This post is for those IT leaders who are interested in improving execution capabilities of their teams.
While IT leaders might have great looking (& sounding) vision/mission, roadmap and strategy documents, execution is where most of the mishaps can happen. IT groups generally tend to use many methodologies and frameworks to improve project execution (Agile, SDLC, PMI-PMBOK, etc…), hire/retain team members with appropriate skills/competencies, however, unless certain foundational characteristics are in place, execution might not be world class.
So, what are the basic (& often forgotten) ingredients for a strong delivery team?
Here is the recommended list:
- Clear definition of roles and responsibilities
- Strong communication (Information Flow)
- Organizational structure
- Awards & recognitions (linked to performance)
The above four elements, although might seem very obvious and simple, but it is due to lack of one or more of these that some teams are unable to execute strongly.
A group tasked with delivery of a project should have clearly defined goals along with roles and responsibilities. In a diffused leadership situation, projects tend to falter. Leaders think it is someone else’s problem and the project members are not sure who is making the decisions, many times critical events can go haywire.
In today’s age of Facebook, Twitter etc. (in the consumer world), communication within companies is still based on good old emails and phone systems (ok, some of us are using skype/Lync etc.). Lack of communication (information flow) is a big contributor to execution malfunctions.
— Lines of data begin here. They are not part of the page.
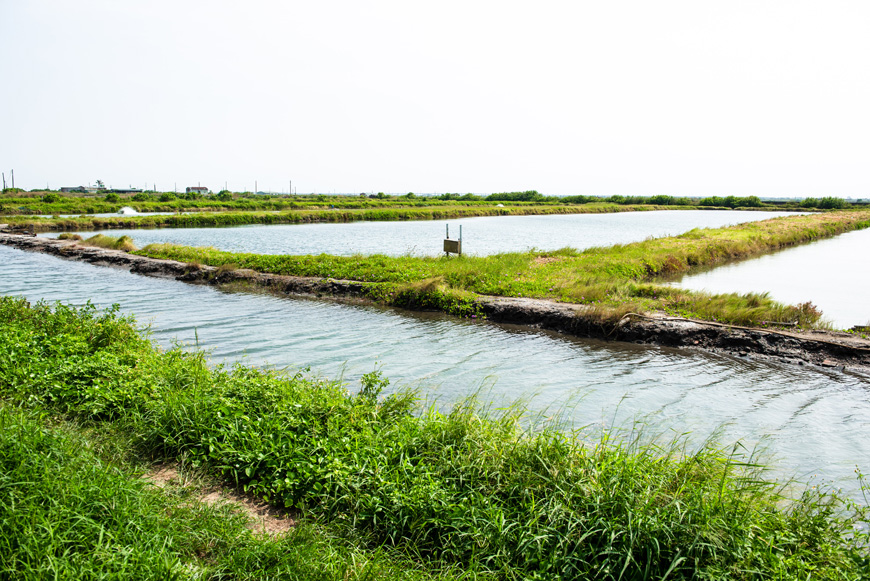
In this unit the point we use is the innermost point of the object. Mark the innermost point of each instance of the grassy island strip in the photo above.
(610, 281)
(465, 494)
(228, 218)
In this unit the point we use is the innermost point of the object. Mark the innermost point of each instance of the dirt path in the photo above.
(263, 518)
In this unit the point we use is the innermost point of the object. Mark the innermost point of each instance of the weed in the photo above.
(462, 488)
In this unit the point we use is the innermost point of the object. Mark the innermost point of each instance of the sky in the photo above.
(695, 97)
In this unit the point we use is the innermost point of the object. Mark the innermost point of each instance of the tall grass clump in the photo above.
(463, 488)
(66, 512)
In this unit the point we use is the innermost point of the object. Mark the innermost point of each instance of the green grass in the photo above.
(609, 281)
(464, 489)
(71, 508)
(397, 211)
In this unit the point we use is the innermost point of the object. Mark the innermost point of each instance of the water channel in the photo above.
(815, 422)
(481, 236)
(832, 274)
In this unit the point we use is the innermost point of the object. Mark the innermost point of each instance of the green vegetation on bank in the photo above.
(49, 202)
(72, 507)
(210, 219)
(462, 488)
(610, 281)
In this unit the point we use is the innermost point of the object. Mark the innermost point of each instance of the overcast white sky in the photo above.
(605, 97)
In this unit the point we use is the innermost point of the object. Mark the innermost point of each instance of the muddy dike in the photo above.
(815, 347)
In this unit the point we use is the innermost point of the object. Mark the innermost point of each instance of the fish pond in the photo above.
(813, 422)
(481, 236)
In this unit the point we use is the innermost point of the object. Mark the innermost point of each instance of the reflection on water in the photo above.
(815, 421)
(481, 236)
(833, 274)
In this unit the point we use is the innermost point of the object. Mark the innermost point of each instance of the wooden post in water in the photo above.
(454, 246)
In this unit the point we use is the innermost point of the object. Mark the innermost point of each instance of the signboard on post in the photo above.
(453, 246)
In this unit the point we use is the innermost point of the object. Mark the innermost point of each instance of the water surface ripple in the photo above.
(814, 421)
(480, 236)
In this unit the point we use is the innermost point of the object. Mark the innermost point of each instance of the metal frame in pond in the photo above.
(453, 246)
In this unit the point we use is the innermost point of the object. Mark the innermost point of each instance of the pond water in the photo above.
(481, 236)
(815, 422)
(833, 274)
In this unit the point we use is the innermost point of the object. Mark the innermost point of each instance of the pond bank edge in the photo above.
(822, 348)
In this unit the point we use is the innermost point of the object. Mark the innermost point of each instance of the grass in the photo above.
(305, 215)
(71, 507)
(464, 489)
(609, 281)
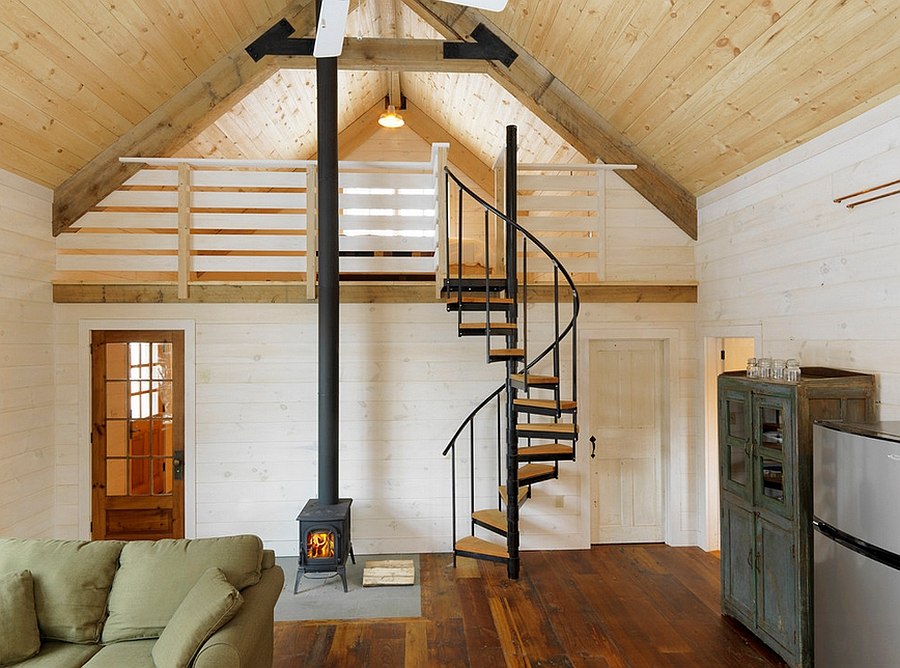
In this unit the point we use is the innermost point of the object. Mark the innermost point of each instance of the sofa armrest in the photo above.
(247, 640)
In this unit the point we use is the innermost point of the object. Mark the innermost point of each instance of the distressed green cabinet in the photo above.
(765, 472)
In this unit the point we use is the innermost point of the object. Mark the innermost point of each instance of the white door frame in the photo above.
(85, 327)
(673, 485)
(709, 363)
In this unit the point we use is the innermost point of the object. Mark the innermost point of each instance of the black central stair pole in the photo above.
(329, 278)
(512, 457)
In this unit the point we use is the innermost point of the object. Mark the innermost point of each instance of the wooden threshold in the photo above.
(403, 292)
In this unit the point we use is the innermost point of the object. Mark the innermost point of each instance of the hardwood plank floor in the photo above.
(617, 606)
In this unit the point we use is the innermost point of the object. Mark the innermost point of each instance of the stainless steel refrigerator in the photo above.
(856, 544)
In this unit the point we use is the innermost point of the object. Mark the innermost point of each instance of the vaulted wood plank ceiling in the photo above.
(702, 90)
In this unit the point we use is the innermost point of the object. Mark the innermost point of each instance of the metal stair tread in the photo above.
(491, 518)
(478, 546)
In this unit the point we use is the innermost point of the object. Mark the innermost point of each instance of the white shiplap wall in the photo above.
(407, 381)
(778, 260)
(26, 359)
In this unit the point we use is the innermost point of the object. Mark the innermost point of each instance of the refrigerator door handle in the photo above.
(859, 546)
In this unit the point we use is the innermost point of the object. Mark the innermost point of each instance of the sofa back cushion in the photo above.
(155, 576)
(72, 580)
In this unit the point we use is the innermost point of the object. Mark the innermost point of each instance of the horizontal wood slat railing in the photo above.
(190, 222)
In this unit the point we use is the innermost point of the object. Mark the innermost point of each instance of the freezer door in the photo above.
(856, 604)
(856, 485)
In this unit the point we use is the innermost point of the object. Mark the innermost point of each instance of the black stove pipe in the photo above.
(329, 279)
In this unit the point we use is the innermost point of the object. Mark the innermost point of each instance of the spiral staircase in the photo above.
(535, 409)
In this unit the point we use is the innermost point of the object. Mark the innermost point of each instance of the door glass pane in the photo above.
(771, 424)
(737, 418)
(117, 361)
(116, 399)
(116, 477)
(737, 471)
(117, 438)
(773, 479)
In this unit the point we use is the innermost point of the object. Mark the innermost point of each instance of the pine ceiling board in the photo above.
(720, 51)
(126, 28)
(778, 75)
(21, 26)
(647, 54)
(584, 76)
(779, 39)
(127, 69)
(19, 85)
(627, 44)
(834, 103)
(217, 18)
(568, 21)
(26, 164)
(710, 27)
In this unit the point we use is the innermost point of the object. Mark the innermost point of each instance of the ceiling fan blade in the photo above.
(489, 5)
(331, 27)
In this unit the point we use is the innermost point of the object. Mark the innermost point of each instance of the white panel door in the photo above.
(626, 413)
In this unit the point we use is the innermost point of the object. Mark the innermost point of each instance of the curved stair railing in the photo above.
(550, 432)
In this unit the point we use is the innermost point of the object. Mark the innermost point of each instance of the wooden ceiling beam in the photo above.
(573, 119)
(175, 121)
(407, 55)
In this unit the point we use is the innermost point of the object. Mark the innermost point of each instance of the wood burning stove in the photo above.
(324, 539)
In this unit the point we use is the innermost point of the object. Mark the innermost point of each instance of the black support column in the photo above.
(512, 441)
(329, 280)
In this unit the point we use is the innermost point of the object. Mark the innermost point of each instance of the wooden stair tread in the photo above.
(530, 471)
(507, 352)
(475, 545)
(561, 428)
(492, 517)
(548, 450)
(523, 494)
(481, 325)
(545, 404)
(534, 379)
(474, 299)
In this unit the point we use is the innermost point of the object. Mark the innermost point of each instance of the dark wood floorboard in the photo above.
(617, 606)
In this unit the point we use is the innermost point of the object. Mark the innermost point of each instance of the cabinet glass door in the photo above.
(735, 424)
(772, 437)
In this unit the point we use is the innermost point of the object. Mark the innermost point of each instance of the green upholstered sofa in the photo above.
(205, 602)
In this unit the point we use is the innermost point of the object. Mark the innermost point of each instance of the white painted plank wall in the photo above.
(821, 280)
(407, 381)
(27, 397)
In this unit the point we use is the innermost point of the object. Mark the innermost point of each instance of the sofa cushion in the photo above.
(209, 605)
(134, 654)
(56, 654)
(71, 583)
(155, 576)
(19, 635)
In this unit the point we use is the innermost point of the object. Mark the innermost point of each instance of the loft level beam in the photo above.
(174, 122)
(385, 53)
(555, 104)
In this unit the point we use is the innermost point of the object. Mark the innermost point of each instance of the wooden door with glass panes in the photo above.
(137, 435)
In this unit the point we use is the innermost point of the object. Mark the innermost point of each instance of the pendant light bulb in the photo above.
(390, 118)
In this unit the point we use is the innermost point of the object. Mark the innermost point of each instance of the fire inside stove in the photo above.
(320, 545)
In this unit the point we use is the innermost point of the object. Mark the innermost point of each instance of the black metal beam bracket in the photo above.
(487, 46)
(277, 41)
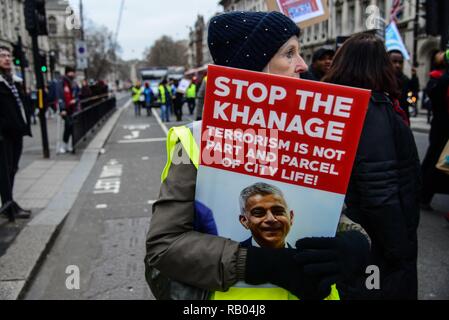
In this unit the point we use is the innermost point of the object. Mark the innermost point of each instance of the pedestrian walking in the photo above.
(200, 100)
(383, 195)
(137, 92)
(164, 100)
(14, 125)
(149, 98)
(437, 89)
(321, 63)
(67, 105)
(183, 263)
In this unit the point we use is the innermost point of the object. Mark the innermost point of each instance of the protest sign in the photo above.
(183, 85)
(303, 12)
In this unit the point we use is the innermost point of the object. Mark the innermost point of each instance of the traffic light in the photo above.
(35, 17)
(43, 63)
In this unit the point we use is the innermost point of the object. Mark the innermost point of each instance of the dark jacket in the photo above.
(437, 89)
(12, 122)
(383, 196)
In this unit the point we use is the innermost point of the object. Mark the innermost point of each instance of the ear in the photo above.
(244, 221)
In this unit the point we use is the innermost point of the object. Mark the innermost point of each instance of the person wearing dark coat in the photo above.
(383, 193)
(321, 63)
(405, 84)
(435, 181)
(14, 125)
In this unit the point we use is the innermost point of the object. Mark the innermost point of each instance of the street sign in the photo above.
(81, 55)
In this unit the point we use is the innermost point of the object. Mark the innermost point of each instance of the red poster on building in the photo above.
(276, 144)
(301, 10)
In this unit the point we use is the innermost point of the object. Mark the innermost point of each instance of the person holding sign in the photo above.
(182, 263)
(384, 191)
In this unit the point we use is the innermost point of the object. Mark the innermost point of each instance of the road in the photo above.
(104, 235)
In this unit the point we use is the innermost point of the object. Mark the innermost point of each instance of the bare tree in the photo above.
(166, 52)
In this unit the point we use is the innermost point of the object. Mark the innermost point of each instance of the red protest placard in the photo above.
(283, 129)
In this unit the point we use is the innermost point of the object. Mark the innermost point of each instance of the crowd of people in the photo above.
(382, 207)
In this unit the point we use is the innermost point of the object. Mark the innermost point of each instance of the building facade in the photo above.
(60, 39)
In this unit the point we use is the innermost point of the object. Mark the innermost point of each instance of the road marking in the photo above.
(143, 140)
(163, 126)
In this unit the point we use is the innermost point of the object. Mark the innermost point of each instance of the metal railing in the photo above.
(94, 112)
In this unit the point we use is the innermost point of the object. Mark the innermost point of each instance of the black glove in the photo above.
(335, 259)
(282, 267)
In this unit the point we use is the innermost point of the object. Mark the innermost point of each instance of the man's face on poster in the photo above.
(268, 219)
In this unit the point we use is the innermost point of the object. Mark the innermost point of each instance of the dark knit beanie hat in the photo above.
(248, 40)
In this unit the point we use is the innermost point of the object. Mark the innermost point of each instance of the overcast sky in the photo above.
(144, 21)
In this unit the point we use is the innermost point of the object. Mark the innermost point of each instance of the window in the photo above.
(52, 25)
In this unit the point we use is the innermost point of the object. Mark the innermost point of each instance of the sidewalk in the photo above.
(419, 124)
(49, 188)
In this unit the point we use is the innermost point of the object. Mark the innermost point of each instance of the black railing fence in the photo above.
(94, 112)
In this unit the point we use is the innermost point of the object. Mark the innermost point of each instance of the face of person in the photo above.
(71, 75)
(324, 64)
(5, 60)
(287, 61)
(268, 219)
(398, 62)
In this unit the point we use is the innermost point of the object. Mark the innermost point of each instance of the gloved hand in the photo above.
(339, 258)
(282, 267)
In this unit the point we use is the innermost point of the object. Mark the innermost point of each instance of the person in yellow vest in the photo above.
(137, 92)
(265, 213)
(164, 99)
(200, 100)
(191, 96)
(183, 263)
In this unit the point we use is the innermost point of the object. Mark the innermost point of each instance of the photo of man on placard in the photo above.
(264, 212)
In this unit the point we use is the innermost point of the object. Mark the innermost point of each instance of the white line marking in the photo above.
(143, 140)
(163, 126)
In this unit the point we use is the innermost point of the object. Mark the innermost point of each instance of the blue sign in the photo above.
(393, 40)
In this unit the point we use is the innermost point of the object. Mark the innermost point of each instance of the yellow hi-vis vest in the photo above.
(190, 140)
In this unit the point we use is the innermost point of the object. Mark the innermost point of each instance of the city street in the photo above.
(104, 234)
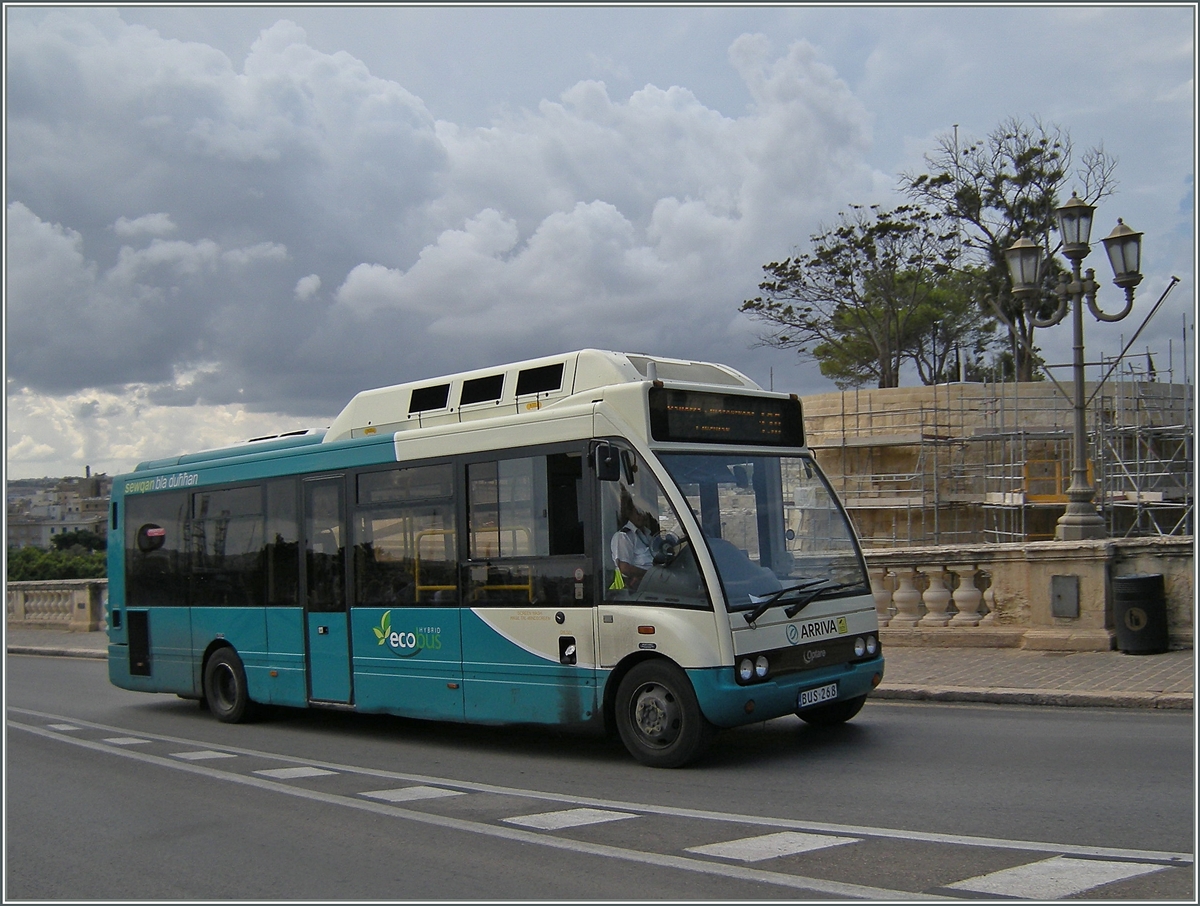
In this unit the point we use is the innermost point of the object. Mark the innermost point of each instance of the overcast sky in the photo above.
(223, 222)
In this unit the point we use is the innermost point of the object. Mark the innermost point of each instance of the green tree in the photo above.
(952, 331)
(867, 294)
(31, 564)
(1000, 189)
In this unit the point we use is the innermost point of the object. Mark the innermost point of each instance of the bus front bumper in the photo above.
(727, 703)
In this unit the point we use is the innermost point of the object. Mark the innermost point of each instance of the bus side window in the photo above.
(526, 531)
(281, 553)
(155, 550)
(405, 540)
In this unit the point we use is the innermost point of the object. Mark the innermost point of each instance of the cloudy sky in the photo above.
(225, 221)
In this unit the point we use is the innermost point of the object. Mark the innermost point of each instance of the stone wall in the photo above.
(1002, 595)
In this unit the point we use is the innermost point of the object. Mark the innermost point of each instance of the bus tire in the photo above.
(225, 688)
(827, 715)
(658, 717)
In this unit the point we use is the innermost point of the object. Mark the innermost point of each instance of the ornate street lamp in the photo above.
(1123, 246)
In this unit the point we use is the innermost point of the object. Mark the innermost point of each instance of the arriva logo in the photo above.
(817, 629)
(407, 643)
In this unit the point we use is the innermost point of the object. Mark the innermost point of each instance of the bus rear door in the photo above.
(325, 612)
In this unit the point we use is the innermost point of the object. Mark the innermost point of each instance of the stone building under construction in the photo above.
(972, 462)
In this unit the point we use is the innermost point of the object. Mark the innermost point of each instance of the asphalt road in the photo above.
(115, 795)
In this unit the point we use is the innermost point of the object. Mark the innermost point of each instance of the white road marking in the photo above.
(411, 793)
(771, 846)
(1054, 879)
(294, 773)
(568, 817)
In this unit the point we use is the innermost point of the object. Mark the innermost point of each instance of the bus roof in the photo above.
(501, 390)
(513, 389)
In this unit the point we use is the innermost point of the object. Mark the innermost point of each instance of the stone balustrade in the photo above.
(78, 605)
(1000, 595)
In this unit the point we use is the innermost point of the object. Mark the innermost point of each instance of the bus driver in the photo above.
(631, 545)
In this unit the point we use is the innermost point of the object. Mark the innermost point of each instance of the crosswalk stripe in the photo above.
(1054, 879)
(411, 793)
(568, 817)
(769, 846)
(293, 773)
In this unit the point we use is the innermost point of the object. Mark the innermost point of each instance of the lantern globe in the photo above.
(1075, 227)
(1024, 263)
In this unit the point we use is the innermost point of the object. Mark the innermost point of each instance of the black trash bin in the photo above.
(1139, 611)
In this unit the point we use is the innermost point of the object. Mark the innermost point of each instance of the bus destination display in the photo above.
(688, 415)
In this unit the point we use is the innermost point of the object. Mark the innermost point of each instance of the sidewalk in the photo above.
(1002, 676)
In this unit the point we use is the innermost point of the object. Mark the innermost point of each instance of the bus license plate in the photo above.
(821, 694)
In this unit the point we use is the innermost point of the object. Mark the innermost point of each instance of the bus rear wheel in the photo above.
(225, 688)
(659, 718)
(827, 715)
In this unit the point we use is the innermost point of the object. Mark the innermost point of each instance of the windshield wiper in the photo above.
(768, 601)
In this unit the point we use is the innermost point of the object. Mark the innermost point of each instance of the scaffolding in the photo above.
(961, 463)
(1144, 443)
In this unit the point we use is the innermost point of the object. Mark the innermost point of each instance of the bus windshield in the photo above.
(772, 526)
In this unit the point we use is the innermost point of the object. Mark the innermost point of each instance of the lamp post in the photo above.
(1123, 246)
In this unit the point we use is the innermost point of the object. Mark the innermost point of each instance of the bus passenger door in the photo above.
(528, 622)
(325, 612)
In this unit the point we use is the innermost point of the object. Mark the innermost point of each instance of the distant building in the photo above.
(39, 510)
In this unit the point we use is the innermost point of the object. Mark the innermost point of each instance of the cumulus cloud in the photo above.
(151, 225)
(307, 287)
(591, 220)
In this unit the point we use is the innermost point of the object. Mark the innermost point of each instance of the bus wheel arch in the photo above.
(226, 690)
(658, 717)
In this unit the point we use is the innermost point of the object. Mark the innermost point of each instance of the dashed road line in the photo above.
(568, 817)
(295, 773)
(203, 755)
(1054, 879)
(412, 793)
(771, 846)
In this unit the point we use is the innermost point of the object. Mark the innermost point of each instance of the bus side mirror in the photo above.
(607, 462)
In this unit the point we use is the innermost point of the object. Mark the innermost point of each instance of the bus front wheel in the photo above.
(659, 718)
(225, 687)
(827, 715)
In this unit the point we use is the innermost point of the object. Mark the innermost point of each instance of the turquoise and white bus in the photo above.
(445, 550)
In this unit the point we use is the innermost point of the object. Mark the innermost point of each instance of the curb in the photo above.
(58, 652)
(1051, 697)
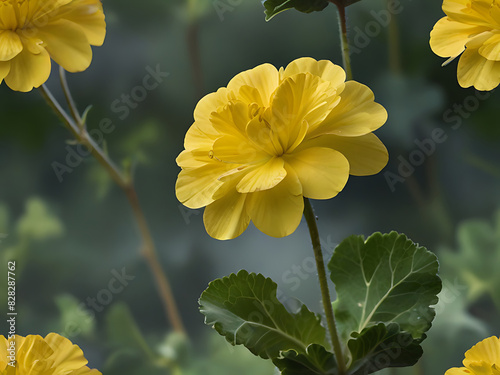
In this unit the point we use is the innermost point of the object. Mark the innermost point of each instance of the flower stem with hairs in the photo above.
(323, 283)
(77, 126)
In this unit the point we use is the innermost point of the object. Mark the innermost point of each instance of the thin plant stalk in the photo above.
(323, 283)
(76, 125)
(343, 38)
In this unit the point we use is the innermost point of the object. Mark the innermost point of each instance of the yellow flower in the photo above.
(34, 31)
(472, 27)
(482, 359)
(272, 137)
(52, 355)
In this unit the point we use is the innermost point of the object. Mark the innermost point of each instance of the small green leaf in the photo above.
(273, 7)
(386, 278)
(317, 361)
(123, 331)
(381, 346)
(245, 310)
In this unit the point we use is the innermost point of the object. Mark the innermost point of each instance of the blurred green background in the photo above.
(69, 237)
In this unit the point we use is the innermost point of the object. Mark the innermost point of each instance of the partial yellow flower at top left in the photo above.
(33, 354)
(32, 32)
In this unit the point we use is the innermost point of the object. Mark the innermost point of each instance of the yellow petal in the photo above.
(67, 45)
(458, 371)
(264, 78)
(357, 114)
(322, 172)
(10, 45)
(487, 350)
(226, 218)
(448, 37)
(324, 69)
(237, 150)
(303, 97)
(231, 119)
(475, 70)
(208, 104)
(195, 187)
(4, 69)
(491, 48)
(87, 14)
(277, 212)
(28, 70)
(263, 177)
(200, 137)
(67, 356)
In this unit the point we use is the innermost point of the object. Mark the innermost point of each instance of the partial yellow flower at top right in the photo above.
(471, 28)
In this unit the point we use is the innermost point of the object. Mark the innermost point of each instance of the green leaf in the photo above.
(381, 346)
(273, 7)
(386, 279)
(317, 361)
(245, 310)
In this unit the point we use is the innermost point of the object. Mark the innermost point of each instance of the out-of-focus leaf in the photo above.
(38, 222)
(75, 318)
(123, 330)
(273, 7)
(477, 259)
(245, 310)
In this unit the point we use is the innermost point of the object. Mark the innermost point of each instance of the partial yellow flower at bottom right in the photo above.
(482, 359)
(471, 28)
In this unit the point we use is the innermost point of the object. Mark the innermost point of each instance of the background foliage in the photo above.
(69, 237)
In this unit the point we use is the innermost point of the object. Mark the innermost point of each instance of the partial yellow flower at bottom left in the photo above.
(35, 355)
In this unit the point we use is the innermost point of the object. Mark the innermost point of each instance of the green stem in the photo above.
(323, 283)
(79, 131)
(343, 38)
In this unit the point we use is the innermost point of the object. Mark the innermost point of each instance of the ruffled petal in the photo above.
(67, 356)
(302, 97)
(491, 48)
(226, 218)
(264, 78)
(263, 177)
(366, 155)
(28, 70)
(324, 69)
(88, 15)
(277, 212)
(487, 350)
(208, 104)
(475, 70)
(67, 45)
(357, 114)
(4, 69)
(195, 187)
(449, 37)
(10, 45)
(322, 172)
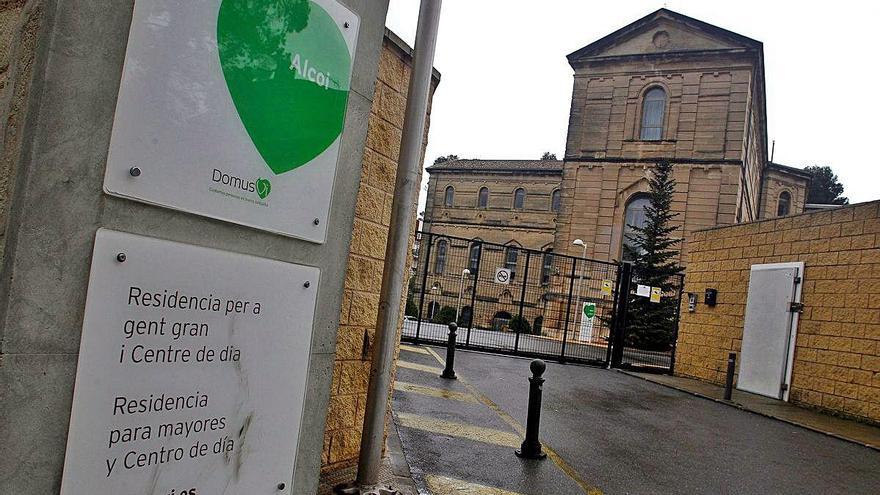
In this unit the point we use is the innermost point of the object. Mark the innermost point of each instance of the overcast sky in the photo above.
(506, 85)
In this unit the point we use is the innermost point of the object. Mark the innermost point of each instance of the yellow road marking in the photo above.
(434, 392)
(452, 429)
(410, 348)
(441, 485)
(552, 454)
(418, 367)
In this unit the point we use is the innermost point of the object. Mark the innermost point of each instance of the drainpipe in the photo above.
(394, 277)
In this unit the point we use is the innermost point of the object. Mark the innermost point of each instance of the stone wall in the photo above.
(837, 355)
(19, 28)
(363, 275)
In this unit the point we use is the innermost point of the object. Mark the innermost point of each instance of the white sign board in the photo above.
(502, 276)
(234, 110)
(192, 371)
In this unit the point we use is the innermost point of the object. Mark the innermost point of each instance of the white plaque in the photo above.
(192, 371)
(234, 110)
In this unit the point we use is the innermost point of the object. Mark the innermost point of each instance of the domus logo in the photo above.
(261, 185)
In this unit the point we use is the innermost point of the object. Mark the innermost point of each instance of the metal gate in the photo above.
(646, 322)
(511, 300)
Close attention is required for strong communication not only within the project group but also with customers, and across other functional groups. While good communication helps in managing change management and project issues/risks, it is also useful in building relationships (networking).
Generally, first thing companies tend to do to improve execution capabilities is to change the organizational structure. While importance of appropriate organizational structures can’t be ruled out, however, this step alone is not sufficient. Without clear definition of roles/responsibilities/goals and strong communication flows, structural changes alone can’t bring long-term improvements.
Last but not the least; awards must be linked to the performance.